Stéphane : En un sens, oui, mais c’est grâce aux autres membres du groupe, qui m’ont poussé, plutôt que de me laisser dans mon carcan death metal habituel, à sortir de cette routine, de cette zone de confort. Ils ont insisté sur le fait que j’avais d’autres choses à proposer, à tester en tout cas. Le fait d’avoir su passer outre ces barrières d’habitudes m’a aidé à trouver ce que je n’avais jamais réussi à trouver avec mes lignes de chant. Tout s’est finalement imbriqué à la perfection. Pour la première fois !
Drakhian : Il y avait déjà une belle corrélation entre les morceaux et la qualité des textes donc le fait que Stéphane ait su proposer un chant beaucoup plus instinctif, beaucoup moins retenu, sans s’imposer un cahier des charges, lui a fait sortir quelque chose de plus vrai.

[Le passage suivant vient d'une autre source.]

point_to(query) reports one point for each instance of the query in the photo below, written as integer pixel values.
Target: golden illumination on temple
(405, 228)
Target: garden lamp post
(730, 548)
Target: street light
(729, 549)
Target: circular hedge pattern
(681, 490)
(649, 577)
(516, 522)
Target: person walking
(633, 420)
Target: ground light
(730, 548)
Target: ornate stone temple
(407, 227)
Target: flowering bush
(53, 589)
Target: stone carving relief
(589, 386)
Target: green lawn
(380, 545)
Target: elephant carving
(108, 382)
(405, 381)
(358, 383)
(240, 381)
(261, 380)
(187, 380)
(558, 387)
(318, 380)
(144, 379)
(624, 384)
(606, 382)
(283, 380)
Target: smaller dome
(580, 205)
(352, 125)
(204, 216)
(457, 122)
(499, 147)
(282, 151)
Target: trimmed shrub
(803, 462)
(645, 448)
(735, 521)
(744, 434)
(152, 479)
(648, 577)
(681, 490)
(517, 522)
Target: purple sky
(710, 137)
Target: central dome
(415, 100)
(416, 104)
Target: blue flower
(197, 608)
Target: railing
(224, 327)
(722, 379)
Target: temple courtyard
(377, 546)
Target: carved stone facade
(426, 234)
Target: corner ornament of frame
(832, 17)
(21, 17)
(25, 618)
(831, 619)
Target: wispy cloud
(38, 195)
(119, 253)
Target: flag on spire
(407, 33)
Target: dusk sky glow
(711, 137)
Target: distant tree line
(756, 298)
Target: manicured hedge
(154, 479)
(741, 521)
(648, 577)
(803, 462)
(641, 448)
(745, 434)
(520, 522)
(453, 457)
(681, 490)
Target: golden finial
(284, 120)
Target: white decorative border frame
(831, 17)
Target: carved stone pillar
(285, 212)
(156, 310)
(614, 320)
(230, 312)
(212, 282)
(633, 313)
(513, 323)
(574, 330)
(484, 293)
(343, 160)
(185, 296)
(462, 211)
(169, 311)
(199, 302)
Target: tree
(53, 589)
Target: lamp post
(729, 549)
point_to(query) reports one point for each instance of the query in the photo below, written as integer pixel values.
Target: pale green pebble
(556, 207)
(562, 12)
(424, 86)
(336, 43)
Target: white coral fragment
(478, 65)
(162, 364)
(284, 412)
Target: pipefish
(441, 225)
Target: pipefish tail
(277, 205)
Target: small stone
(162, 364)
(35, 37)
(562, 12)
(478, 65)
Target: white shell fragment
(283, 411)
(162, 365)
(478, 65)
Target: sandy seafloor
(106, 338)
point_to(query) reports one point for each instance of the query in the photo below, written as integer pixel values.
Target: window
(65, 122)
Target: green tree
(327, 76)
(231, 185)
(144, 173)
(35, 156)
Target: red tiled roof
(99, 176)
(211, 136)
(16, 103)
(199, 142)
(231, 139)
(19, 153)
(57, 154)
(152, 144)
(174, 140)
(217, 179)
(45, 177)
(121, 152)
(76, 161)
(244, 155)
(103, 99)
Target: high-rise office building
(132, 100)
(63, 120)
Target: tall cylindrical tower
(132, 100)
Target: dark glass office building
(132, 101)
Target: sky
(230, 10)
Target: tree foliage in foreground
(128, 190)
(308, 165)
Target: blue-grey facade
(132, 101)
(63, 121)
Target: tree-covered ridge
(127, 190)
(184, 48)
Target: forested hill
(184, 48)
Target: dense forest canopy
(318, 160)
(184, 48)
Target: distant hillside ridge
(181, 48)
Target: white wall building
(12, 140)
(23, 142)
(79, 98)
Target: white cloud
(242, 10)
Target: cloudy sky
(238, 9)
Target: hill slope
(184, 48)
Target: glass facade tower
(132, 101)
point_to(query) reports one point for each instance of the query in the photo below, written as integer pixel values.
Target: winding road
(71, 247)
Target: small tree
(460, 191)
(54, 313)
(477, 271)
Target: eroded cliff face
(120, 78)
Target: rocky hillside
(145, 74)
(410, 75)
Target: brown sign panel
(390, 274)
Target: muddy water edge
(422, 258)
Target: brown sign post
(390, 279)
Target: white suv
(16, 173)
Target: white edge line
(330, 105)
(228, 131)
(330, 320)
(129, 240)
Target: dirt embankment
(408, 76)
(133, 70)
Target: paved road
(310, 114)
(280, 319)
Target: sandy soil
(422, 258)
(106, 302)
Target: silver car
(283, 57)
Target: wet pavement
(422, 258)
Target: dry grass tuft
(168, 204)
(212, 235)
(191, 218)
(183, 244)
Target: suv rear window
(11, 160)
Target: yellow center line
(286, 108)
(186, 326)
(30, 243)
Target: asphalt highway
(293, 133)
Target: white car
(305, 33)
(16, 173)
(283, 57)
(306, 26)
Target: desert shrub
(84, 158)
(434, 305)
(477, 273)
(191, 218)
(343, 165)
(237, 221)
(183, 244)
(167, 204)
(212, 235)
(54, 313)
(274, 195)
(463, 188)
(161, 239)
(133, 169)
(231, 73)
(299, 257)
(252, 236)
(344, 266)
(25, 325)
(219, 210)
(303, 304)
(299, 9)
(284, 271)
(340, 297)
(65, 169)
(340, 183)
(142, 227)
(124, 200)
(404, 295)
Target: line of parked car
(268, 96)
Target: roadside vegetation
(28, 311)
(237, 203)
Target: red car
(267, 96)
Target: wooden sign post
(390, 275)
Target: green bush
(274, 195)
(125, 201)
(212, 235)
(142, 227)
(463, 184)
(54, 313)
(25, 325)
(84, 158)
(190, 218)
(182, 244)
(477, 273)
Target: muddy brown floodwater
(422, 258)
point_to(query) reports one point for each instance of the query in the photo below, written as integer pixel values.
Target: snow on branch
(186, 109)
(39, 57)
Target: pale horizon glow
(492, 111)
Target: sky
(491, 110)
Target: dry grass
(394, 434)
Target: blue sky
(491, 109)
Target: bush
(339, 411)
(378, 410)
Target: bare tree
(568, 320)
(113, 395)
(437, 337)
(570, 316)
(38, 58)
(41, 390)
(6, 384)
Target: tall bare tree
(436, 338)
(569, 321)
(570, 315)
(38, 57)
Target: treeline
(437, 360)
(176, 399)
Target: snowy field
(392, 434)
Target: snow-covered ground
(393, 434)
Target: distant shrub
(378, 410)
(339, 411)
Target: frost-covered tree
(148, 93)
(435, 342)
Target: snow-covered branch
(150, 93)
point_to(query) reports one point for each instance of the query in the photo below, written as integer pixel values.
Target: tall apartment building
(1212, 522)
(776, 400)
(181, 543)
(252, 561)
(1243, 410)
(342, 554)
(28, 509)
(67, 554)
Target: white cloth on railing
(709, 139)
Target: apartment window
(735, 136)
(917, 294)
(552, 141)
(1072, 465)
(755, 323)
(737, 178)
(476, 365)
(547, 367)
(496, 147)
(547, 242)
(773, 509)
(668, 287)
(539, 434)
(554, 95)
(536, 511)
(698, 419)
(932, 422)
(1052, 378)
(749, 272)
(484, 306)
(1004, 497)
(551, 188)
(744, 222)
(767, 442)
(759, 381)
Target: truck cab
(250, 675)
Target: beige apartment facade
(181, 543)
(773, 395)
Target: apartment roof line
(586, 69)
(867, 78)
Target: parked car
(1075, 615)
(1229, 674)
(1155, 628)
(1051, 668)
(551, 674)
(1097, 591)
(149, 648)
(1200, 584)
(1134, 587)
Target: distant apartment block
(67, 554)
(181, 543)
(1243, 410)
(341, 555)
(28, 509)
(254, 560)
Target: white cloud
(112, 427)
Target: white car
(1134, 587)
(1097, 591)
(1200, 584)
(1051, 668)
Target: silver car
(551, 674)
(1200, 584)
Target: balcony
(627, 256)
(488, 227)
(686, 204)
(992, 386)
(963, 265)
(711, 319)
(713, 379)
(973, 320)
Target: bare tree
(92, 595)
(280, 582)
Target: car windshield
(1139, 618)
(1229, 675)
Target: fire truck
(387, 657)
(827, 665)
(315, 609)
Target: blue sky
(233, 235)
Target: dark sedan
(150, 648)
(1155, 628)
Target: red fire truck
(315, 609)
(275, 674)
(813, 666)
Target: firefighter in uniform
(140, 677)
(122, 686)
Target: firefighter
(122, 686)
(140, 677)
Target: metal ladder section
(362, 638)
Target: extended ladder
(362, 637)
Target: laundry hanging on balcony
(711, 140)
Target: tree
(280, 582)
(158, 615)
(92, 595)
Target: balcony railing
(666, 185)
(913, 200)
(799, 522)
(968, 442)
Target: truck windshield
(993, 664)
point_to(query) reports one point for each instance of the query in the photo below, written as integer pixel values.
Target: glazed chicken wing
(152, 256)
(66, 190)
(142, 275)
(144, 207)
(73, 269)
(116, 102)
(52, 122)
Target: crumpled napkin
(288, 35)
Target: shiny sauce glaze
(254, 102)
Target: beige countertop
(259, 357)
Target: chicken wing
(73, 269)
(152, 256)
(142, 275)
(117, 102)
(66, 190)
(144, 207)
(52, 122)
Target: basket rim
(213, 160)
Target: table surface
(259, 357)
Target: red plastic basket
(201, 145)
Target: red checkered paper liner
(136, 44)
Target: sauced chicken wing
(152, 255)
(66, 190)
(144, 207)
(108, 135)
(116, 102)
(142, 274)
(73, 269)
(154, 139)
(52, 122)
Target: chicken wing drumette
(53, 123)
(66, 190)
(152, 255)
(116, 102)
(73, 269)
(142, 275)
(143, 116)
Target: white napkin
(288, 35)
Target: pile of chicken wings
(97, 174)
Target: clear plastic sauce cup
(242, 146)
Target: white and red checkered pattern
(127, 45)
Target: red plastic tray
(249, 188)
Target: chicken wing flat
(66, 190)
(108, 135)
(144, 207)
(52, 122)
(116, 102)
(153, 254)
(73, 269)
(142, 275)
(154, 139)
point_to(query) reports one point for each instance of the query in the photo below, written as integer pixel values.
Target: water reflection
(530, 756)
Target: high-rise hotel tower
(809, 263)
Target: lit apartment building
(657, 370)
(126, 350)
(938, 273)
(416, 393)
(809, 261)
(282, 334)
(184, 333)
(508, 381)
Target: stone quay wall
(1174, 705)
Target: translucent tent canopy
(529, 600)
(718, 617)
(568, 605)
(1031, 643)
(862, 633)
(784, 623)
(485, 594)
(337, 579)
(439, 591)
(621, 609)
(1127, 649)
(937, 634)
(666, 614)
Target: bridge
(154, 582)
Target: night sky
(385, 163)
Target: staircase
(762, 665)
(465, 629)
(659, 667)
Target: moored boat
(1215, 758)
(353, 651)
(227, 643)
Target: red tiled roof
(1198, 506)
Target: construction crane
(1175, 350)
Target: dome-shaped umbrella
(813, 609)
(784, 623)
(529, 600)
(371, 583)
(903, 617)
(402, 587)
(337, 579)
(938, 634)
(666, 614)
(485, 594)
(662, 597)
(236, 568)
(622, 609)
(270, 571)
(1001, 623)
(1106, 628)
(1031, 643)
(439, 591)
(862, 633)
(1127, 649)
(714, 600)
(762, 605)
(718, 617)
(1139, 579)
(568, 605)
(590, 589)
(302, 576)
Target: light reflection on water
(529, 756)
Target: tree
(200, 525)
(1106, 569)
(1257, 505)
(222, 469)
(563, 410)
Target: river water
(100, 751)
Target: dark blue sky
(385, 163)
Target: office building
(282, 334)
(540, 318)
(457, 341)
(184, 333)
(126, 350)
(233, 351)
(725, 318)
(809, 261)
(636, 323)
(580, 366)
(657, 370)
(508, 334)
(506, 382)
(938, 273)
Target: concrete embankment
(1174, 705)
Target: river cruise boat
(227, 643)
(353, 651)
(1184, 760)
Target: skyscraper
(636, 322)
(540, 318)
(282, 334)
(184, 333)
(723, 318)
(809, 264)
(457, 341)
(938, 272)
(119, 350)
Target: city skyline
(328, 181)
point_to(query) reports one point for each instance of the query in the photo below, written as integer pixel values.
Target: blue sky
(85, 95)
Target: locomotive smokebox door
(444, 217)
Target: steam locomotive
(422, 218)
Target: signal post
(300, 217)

Comment avez-vous, par rapport aux influences de chaque membre du groupe sur cet album, géré ce dynamisme dans la création ?
Stéphane : C’est vraiment nous 4 qui avons créé l’album, chacun a eu son mot à dire, sa touche à apporter.

Et cette démarche peut paraître assez rare, de nos jours, d’autant que l’on entend souvent parler de groupe avec un seul moteur, un esprit fort guidant les autres...
Stéphane : Ça a longtemps été le cas dans le groupe par le passé, c’est vrai, mais nous sommes arrivés, depuis fin 2009, à cette nouvelle dynamique de 4 têtes pensantes, c’est un travail personnel et commun qui fait que l’expression est intégralement celle de l’entité, de l’ensemble LOUDBLAST !

Tu penses que c’est quelque chose qui vous manquait ? Que vous aviez perdu ?
Stéphane : Oui, oui, dans la mesure où il arrive que les choses s'étiolent. Vient un moment ou tu n’as envie que d’une chose : avancer et si à ce moment-là, certaines personnes finissent par être plus boulets qu’autre chose, tu n’as d’autre choix que d’en couper la chaîne... !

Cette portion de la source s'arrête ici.